VF-TACO2: TOWARDS FAST AND LIGHTWEIGHT SYNTHESIS FOR AUTOREGRESSIVE MODELS WITH VARIATION AUTOENCODER AND FEATURE DISTILLATION
Yuhao Liu ( Tianjin University); Cheng Gong (Tianjin University); Longbiao Wang (Tianjin University); Xixin Wu (The Chinese University of Hong Kong); Qiuyu Liu (Tianjin University); Jianwu Dang (Tianjin University)
-
SPS
IEEE Members: $11.00
Non-members: $15.00
With the development of deep learning, end-to-end neural text-to-speech (TTS) systems have achieved significant improvements in high-quality speech synthesis. However, most of these systems are attention-based autoregressive models, resulting in slow synthesis speed and large model parameter sizes. In this paper, we propose a new fast and lightweight TTS framework named VF-Taco2, which can quickly synthesize speech without GPUs. We first profiled the complexity of decoder process in the current autoregressive model and designed a novel multiple frames prediction module based on variational autoencoder (VAE) to alleviate quality degradation when a larger “reduction factor” is applied.

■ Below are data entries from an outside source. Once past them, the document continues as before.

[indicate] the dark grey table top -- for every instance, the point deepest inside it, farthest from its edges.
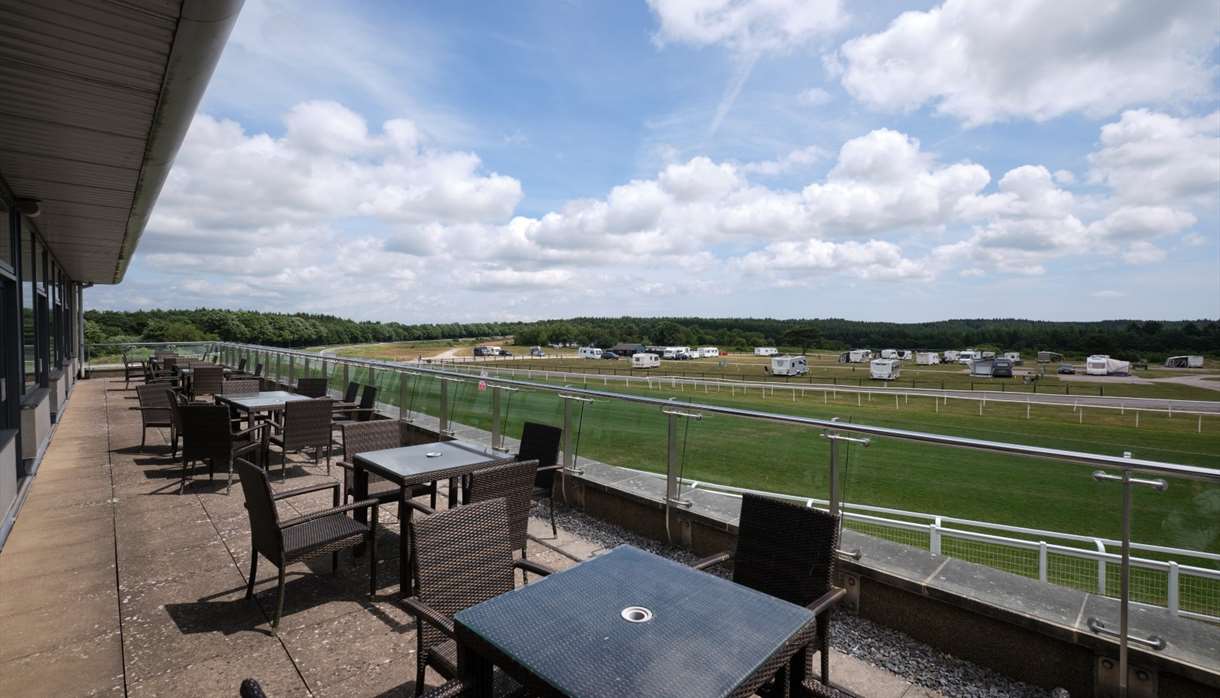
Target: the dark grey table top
(262, 402)
(416, 464)
(706, 637)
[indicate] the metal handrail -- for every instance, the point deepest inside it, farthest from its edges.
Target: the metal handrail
(1113, 461)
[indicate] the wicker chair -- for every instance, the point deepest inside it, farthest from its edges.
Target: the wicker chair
(788, 550)
(306, 424)
(208, 435)
(311, 387)
(361, 413)
(462, 558)
(304, 537)
(208, 381)
(360, 437)
(541, 443)
(511, 481)
(154, 408)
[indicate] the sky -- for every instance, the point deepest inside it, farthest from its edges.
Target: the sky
(528, 159)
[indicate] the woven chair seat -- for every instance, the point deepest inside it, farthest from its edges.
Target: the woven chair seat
(322, 535)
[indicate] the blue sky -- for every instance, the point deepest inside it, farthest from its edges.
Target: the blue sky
(464, 160)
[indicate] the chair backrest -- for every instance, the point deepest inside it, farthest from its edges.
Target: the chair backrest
(242, 386)
(308, 424)
(541, 442)
(511, 481)
(785, 549)
(206, 433)
(360, 437)
(367, 400)
(462, 558)
(208, 380)
(311, 387)
(261, 507)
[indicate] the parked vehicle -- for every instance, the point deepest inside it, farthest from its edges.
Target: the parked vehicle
(644, 360)
(885, 369)
(789, 366)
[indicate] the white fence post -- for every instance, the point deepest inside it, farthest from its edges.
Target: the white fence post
(1101, 568)
(1173, 600)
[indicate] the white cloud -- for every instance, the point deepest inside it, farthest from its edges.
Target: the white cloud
(1035, 59)
(747, 26)
(1154, 158)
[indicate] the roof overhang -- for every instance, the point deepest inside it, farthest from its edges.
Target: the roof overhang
(94, 104)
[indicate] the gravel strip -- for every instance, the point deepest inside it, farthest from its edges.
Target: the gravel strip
(852, 635)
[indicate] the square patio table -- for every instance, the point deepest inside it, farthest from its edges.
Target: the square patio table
(566, 635)
(410, 465)
(261, 402)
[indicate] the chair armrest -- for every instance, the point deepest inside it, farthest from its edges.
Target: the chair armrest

Besides, feature distillation is leveraged to compress a relatively large proposed model to its small version with a minor loss of speech quality. Compared to the original Tacotron 2, our VF-Taco2 achieves a 3.6x-4.4x Mel-spectrum generation acceleration on different performance CPUs, and the parameters are compressed by 1.5x with speech quality maintained.